The investigated approach enables passive biopsy needle localization in 3D. Acceleration of the localization to real-time applicability is feasible for needle orientations approximately perpendicular to B. The method can potentially facilitate MR-guided needle interventions by enabling automatic imaging slice alignment with the needle.

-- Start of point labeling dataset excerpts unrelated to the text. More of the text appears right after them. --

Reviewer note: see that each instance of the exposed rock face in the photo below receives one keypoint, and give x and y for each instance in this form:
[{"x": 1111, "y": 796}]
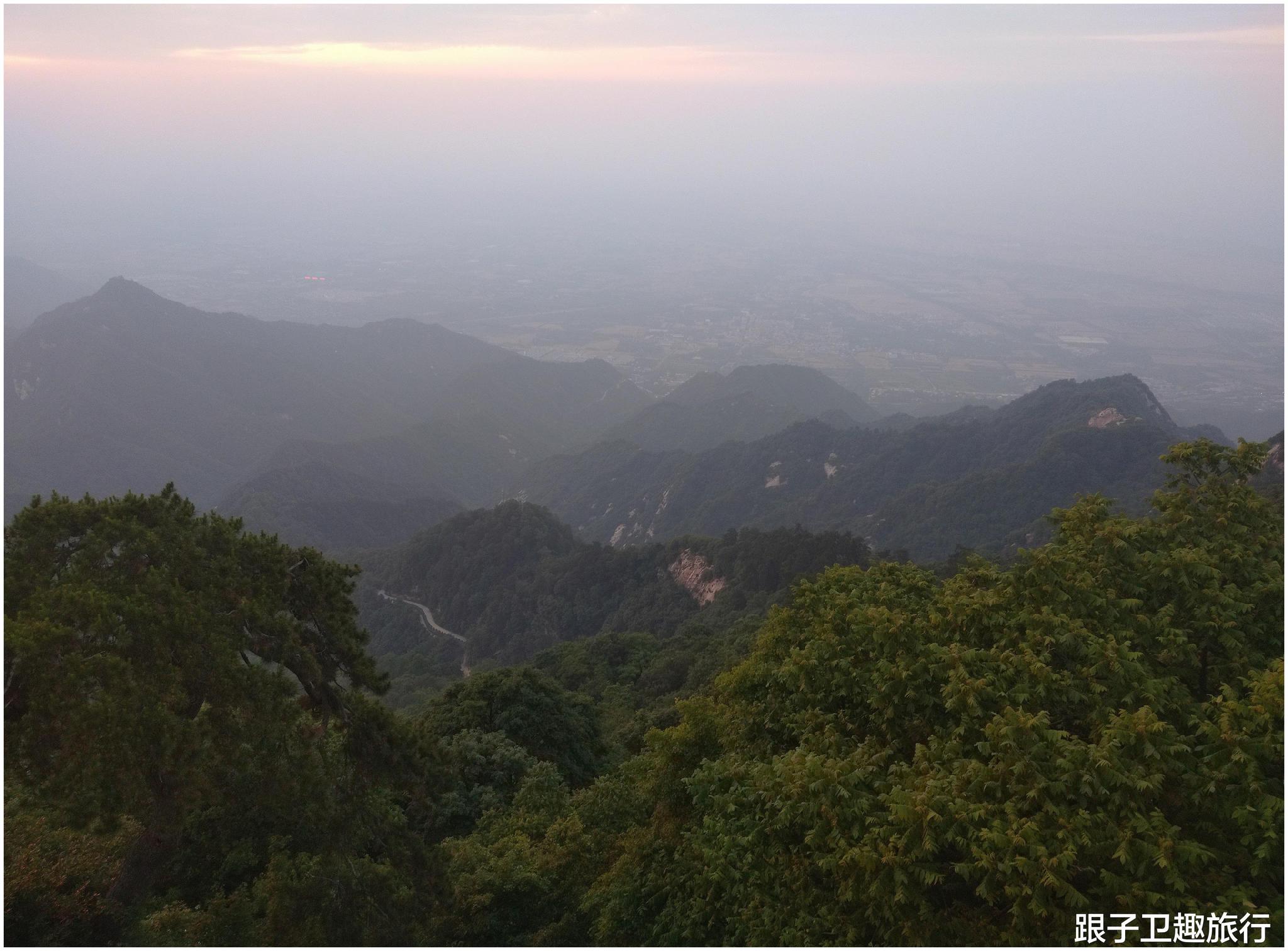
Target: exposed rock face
[
  {"x": 1275, "y": 459},
  {"x": 691, "y": 572},
  {"x": 1109, "y": 416}
]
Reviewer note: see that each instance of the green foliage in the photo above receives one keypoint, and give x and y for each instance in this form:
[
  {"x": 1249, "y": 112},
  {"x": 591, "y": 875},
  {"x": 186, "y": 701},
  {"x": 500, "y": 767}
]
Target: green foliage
[
  {"x": 974, "y": 760},
  {"x": 903, "y": 762},
  {"x": 203, "y": 690},
  {"x": 514, "y": 580},
  {"x": 531, "y": 710},
  {"x": 977, "y": 479},
  {"x": 896, "y": 757}
]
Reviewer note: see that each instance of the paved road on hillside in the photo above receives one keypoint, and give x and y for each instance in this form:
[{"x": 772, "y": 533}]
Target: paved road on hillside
[{"x": 426, "y": 616}]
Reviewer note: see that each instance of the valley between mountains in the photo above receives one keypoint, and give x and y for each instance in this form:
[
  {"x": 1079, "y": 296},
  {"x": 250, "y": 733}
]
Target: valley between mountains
[{"x": 526, "y": 504}]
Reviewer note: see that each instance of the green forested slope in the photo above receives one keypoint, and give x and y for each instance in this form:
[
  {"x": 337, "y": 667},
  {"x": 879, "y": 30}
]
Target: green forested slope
[
  {"x": 514, "y": 580},
  {"x": 195, "y": 754},
  {"x": 972, "y": 479}
]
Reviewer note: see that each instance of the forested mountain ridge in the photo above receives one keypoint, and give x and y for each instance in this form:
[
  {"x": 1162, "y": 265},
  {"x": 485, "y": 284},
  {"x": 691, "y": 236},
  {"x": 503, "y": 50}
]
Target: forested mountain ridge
[
  {"x": 319, "y": 506},
  {"x": 126, "y": 389},
  {"x": 747, "y": 404},
  {"x": 514, "y": 580},
  {"x": 893, "y": 758},
  {"x": 485, "y": 430},
  {"x": 31, "y": 291},
  {"x": 973, "y": 479}
]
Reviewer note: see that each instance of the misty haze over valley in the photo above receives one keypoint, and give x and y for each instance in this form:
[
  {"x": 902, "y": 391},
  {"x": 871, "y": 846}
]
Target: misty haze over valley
[{"x": 688, "y": 476}]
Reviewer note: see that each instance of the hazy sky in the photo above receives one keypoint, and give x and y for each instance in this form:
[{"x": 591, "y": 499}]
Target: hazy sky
[{"x": 1156, "y": 129}]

在 MR 引导的腔内经皮穿刺针介入中,通常使用 2D 交互式实时成像来引导针进入目标。不匹配的 2D 成像平面可能导致在 2D 图像中丢失针的可见性,从而阻碍目标的成功定位。必要的迭代手动切片调整会延长介入工作流程。因此,快速自动对齐成像平面和针将有助于改善此类工作流程。
研究一种基于卷积神经网络(CNN)的定位算法,通过使用欠采样白标记对比度采集来快速定位 MR 引导介入中的针,目的是实现自动成像切片对齐。
实施了一种带有白标记编码的径向 3D rf 失超梯度回波 MR 脉冲序列,并使用基于 CNN 的定位算法从欠采样的白标记图像中提取抽吸针的位置和方向。该 CNN 使用猪组织体模(257 条针轨迹,四折数据扩充,90%/10%分为训练数据集和验证数据集)进行训练。在一个范围为 78°至 90°的离体研究(109 条针轨迹)中评估了可实现的定位时间和准确性,评估了各种针相对于 B 场的方向。在两个猪动物模型中进行了概念验证的体内实验,并回顾性评估了自动成像切片对齐的可行性。
离体针定位的中位定位精度为 1.9mm(针尖到检测针轴的距离),当针相对于 B 场的方向在 86°至 90°之间时,中位角度偏差为 2.6°,从完全采样的 WM 图像(分辨率为(4mm),6434 个采集的径向 k 空间 spokes,采集时间为 80.4s),视野为(256mm)。定位精度随欠采样而降低,并且针轨迹与 B 越来越一致。对于相对于 B 场在 86°至 90°之间的针方向,仅采集 32 个 k 空间 spokes(采集时间为 0.4s)的高度加速采集可获得中位定位精度为 3.1mm 和中位角度偏差为 4.7°。对于相对于 B 场在 78°至 82°之间的针方向,仍可获得中位精度和角度偏差为 3.5mm 和 6.8°,采集时间为 0.8s,采集时间为 64 个采样的 spokes。在体内,当针相对于 B 场的方向为 87.7°时,采用 32 个 k 空间采样(采集时间为 0.48s)可实现 1.4mm 的定位精度和 3.4°的角度偏差。当针相对于 B 场的方向为 77.6°时,仍可实现 5.3mm 的定位精度和 6.8°的角度偏差,采集时间为 1.92s,允许进行回顾性切片对齐。
所研究的方法能够在 3D 中实现被动活检针定位。对于大约垂直于 B 的针方向,实现实时适用性的加速是可行的。该方法可以通过实现针的自动成像切片对齐,为 MR 引导的针介入提供潜在的便利。